El
teléfono del ministro, ese que sólo conocían los
realmente importantes, sonó justo a la hora en que el día
empieza a deshilacharse. ¡Mandá el ejército, entendés!
¡Mandalo ya!, escuchó el ministro. Tardó en reaccionar
pero, al recomponerse, sólo balbuceó incoherencias. Y seguía
balbuceando cuando el empresario, uno de los pocos que no necesita dar
órdenes para que se cumplan, cortó la comunicación.
El empresario vive con su familia en una mansión del Gran Buenos
Aires y estaba convencido de que las hordas irían por él.
Los miserables, que todo el día habían corrido de un supermercado
al otro despanzurrando góndolas, se preparaban para el asalto final.
Después de años de humillación silenciosa, esa noche,
esa precisa noche del 19 de diciembre, había llegado la hora de
la venganza.
Cuando el ahora ex ministro lo cuenta la voz vuelve a balbucear. Sabe
que poco antes Fernando de la Rúa había dictado el estado
de sitio. Sabe que ya sumaban decenas los muertos en todo el país,
pero también sabe que en ese momento le parecían pocos,
que creía que con la noche un ejército de sombras avanzaría
sobre los barrios de clase media y alta ubicados como enclaves de ocupación
en el territorio de la miseria. Sabía que los guardias privados
encargados de la defensa estaban armados y sabía que entonces sí,
esa noche, todos conocerían la revulsiva experiencia del terror.
El entonces ministro sabía todo eso.

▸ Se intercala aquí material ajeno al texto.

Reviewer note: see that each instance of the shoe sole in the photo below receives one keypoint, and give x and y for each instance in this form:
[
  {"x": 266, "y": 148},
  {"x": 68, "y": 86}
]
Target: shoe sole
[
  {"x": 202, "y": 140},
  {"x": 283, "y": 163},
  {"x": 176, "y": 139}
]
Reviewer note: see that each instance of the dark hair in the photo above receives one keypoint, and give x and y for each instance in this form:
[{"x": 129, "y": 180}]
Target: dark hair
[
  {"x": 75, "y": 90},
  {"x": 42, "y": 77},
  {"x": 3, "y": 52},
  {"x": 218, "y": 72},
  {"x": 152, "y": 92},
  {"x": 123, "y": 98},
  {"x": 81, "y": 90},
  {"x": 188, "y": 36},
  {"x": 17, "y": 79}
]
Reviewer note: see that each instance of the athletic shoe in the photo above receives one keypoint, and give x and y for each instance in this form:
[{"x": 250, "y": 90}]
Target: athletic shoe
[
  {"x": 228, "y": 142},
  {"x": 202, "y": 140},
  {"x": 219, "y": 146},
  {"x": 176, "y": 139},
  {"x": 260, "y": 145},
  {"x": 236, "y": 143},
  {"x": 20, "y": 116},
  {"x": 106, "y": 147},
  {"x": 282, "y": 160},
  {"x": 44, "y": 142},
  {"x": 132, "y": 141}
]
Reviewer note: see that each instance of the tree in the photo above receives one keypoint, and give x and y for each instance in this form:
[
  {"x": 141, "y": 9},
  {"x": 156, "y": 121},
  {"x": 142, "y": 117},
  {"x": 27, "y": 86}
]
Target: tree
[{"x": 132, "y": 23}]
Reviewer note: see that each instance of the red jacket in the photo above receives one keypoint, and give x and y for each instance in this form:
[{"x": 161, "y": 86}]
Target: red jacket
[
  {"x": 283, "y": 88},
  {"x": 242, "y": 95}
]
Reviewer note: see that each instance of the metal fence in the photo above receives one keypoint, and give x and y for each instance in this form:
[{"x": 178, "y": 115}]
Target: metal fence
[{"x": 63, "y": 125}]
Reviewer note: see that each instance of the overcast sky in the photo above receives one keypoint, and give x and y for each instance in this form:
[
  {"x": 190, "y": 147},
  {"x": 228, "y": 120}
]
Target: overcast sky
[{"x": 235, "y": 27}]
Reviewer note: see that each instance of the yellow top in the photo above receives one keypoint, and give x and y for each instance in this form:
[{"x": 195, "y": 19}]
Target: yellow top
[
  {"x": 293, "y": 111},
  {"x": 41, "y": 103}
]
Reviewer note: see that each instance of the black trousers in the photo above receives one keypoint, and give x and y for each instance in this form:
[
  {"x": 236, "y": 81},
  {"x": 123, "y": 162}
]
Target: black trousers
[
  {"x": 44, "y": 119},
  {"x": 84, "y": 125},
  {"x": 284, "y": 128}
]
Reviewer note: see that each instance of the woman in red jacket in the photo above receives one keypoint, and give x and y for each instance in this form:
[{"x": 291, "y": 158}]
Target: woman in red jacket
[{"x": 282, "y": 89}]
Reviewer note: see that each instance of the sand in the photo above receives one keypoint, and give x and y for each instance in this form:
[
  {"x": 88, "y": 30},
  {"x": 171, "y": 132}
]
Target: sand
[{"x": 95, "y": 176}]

Pero no sabía qué
hacer para evitarlo.
En ese momento sonó la primera cacerola.
Curiosamente fue en un barrio alejado del centro, tanto, que cuando volvió
a sonar el celular oficial ya habían pasado unos cuantos minutos.
Ahora el sonido crecía en todas las casas, se apropiaba lentamente
de las calles y avanzaba en ola sobre Plaza de Mayo. El ministro sólo
pensaba en los ejércitos de sombras y en su familia, también
acorralada en el Gran Buenos Aires, y en los saqueos y en los muertos.
Así que el ruido de las cacerolas sólo le produjo un arranque
de furia. Tampoco sabía que era justamente ese ruido el que evitaría
la masacre.
La gente se apoderó de la noche. Tanto, que no quedó espacio
para los rumores, esos que anunciaban asaltos y carnicerías. Dejaron
de sonar los celulares de los ministros y la policía acuarteló
a sus hombres. Todo el escenario de la política quedó ocupado
por una multitud convertida en marea que desafiaba los demasiado familiares
ritos de la muerte. Los gritos de protesta acallaron los de miedo y la
postergada revancha se convirtió en el recuerdo de algo que nunca
ocurrió.
Horas después los caceroleros volvieron a casa borrachos de poder,
calor y vagas esperanzas. Habían echado a un ministro y acorralado
a un presidente. No sabían que también habían conjurado
los demonios del estallido social ni que estaba por comenzar la batalla
por Plaza de Mayo.
En los calientes días que siguieron muchos soñaron que esas
fragorosas jornadas callejeras del 19 y 20 de diciembre renovarían
de una vez y para siempre la política nacional. Que el que
se vayan todos era algo más que un grito de desesperación
por las ilusiones y los ahorros perdidos. Preferían ignorar que
del miedo sólo surge más miedo, que la angustia no construye
alternativas. Un año y medio después, esos sueños
parecen quebrados. Los paraísos artificiales se disuelven en sufridos
purgatorios.
Pero esa noche el ruido de la gente tapó el ruido de las armas
y evitó la excusa que esperaba más de uno para desatar sus
fantasmas. La conjura imposible que ahogaría los restos institucionales
en los desesperados reclamos de orden. Es cierto, esa noche no nació
la Argentina soñada, pero se evitó que desbarrancara la
tambaleante Argentina democrática.
Nadie, nunca, podrá decir que fue poco.